Pedro Almodòvar è uno dei nostri registi preferiti lo ammettiamo.
Per questo quando qualcuno ci ha detto che “Julieta” poteva aspirare ad essere il suo film più bello siamo rimasti scettici.
Dopo la visione ci aspetta invece una lunga riflessione e di certo dovremo vedere i nostri Dvd di “Donne sull’orlo di una crisi di nervi” e di “Tutto su mia madre” per decidere quale sia il nostro preferito.
Ad ogni modo, questa sua ultima produzione merita tutti gli applausi ricevuti al festival di Cannes e di certo tocca corde così intime come solo pochissimi registi sanno fare.
Di certo in ballo c’è il rapporto madre-figlia (costante che ritorna puntuale nei film del regista spagnolo) ma questo è fin troppo scontato da dire.
Questa volta la tematica omosessuale invece è solo sfumata rispetto agli altri lungometraggi del regista, il punto centrale del film è l’attribuzione della colpa. Sia quando si parla di darla agli altri sia quando si tratta del senso di colpa personale.

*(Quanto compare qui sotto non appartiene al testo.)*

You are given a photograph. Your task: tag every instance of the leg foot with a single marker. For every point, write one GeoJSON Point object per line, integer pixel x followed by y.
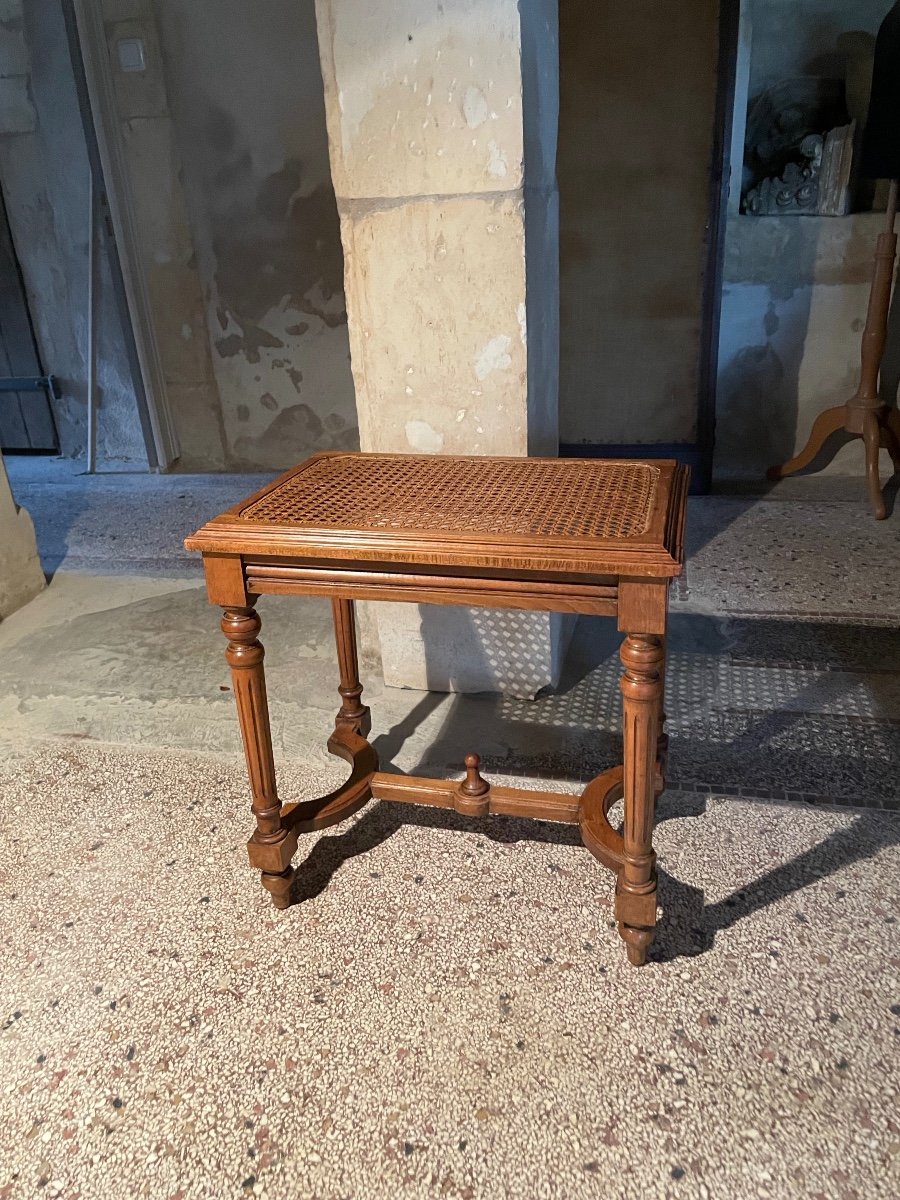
{"type": "Point", "coordinates": [642, 657]}
{"type": "Point", "coordinates": [279, 887]}
{"type": "Point", "coordinates": [271, 845]}
{"type": "Point", "coordinates": [826, 424]}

Il film probabilmente vuol farci capire quanto sia assurdo il “senso di colpa” per eventi fuori dal nostro controllo (nel caso della protagonista Julieta per la morte del marito ucciso da un uragano sulla sua barca) ma c’è soprattutto la stigmatizzazione della terribile facilità con cui gli umani giudicano e “danno la colpa” agli altri, anche amici e parenti stretti per comportamenti non consoni alla morale comune.
Julieta si comporta così col padre perché questo si invaghisce della colf indiana mentre sua madre sta male, ma a sua volta sarà “punita” in modo terribile dalla figlia per la morte del padre.
Il buon Pedro Almodòvar, forse rendendosi conto che ha già messo tanta carne al fuoco con questo film, lascia un poco sullo sfondo il contesto in cui è nato questo odio della figlia Antia per sua madre Julieta, tuttavia non manca di sottolineare che ciò avviene in un ritiro spirituale sui Pirenei in cui Antia trova la fede (e quindi di conseguenza il diritto di giudicare gli altri).
La punizione per la madre durerà per più di un decennio fino a quando in una lettera Antia racconta la madre di aver perso per u incidente il suo figlio maggiore e di essersi resa conto che non aveva diritto di farle provare quel dolore.
Non ci mostra il lieto fine Amlomodòvar, sarebbe facile far rincontrare Antia e Julieta sul lago di Como dove Antia viveva, ma il regista sceglie solo di raccontarci l’ansia per l’incontro. Il finale è lasciato all’immaginazione dello spettatore.